One day, in 2007, I got a call out of the blue from someone called Fady Jameel asking to meet in London. I did not know who he was, but he had clearly seen the exhibition proposal. In our office at the Arab British Centre he looked me in the eye and said, ‘We are going to take this all the way’. He committed then to funding Edge of Arabia through what would become Community Jameel and Art Jameel. The first Edge of Arabia exhibition was held at the Brunei Gallery in London in 2008. When Ahmed came through Oxford Circus station on his way from Heathrow, he was met by a huge Edge of Arabia billboard showing him in his studio, with the caption: ‘New Wave of Saudi Contemporary Art Comes to London’. Our dream of bringing the edge to the centre, of creating a true dialogue rooted in communities and the ‘disruptive’, innovative work of a new generation of artists, was underway.

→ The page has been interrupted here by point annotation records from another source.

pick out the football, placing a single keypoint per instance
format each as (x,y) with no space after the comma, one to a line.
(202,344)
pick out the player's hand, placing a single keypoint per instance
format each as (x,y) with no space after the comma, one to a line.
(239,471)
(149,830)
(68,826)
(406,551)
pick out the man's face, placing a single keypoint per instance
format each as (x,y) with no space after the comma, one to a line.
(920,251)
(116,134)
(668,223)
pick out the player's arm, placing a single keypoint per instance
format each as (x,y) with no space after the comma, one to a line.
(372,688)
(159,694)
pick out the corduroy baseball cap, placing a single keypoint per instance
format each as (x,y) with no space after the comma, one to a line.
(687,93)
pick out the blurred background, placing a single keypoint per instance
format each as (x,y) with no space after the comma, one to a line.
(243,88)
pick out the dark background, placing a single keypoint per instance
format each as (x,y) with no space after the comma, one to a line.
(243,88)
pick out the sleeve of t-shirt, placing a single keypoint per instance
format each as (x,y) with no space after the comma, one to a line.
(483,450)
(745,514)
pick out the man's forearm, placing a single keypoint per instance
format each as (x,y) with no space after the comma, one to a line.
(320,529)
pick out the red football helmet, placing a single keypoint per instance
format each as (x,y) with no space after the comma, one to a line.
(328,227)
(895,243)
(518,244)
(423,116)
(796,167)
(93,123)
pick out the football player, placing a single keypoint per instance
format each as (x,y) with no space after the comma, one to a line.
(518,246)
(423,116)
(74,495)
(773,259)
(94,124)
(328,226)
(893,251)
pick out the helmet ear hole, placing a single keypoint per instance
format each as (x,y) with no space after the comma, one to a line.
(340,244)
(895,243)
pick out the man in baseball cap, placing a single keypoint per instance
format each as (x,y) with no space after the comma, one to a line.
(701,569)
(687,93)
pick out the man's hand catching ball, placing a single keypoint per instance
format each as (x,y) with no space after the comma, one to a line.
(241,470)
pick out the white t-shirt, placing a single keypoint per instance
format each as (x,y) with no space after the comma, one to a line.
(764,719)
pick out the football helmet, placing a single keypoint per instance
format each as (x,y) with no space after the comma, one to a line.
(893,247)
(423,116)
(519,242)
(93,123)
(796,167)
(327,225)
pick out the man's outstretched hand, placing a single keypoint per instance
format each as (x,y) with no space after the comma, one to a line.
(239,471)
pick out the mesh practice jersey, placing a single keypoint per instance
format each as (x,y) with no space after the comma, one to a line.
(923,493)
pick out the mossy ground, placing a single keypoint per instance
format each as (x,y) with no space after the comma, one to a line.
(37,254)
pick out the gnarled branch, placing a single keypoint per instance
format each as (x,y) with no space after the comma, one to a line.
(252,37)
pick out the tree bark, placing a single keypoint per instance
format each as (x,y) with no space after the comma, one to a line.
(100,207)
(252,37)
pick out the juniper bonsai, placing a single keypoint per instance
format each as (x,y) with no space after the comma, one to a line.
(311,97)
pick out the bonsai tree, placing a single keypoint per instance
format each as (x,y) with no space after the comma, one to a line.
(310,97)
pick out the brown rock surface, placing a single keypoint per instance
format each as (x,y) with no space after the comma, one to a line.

Since those early days, Edge of Arabia has produced over 50 international exhibitions, including Ahmed’s solo shows at the Vinyl Factory in London (2010), Smithsonian Institution in Washington DC (2016), and Brooklyn Museum in New York (2018). Ahmed’s work remains central to that vision that bridges talent with the enormous opportunities now afforded by these wider cultural initiatives. Edge of Arabia has been there from the very beginning and continues to champion these artistic collaborations, framing them through a wide lens that takes account of the local as much as the international viewpoint, and ensuring that the vision remains sharply focused on artistic merit and integrity. While the origins of this story lie in an early artistic encounter, its true impact is only now being properly seen – an impact far greater than even Ahmed and I could have imagined.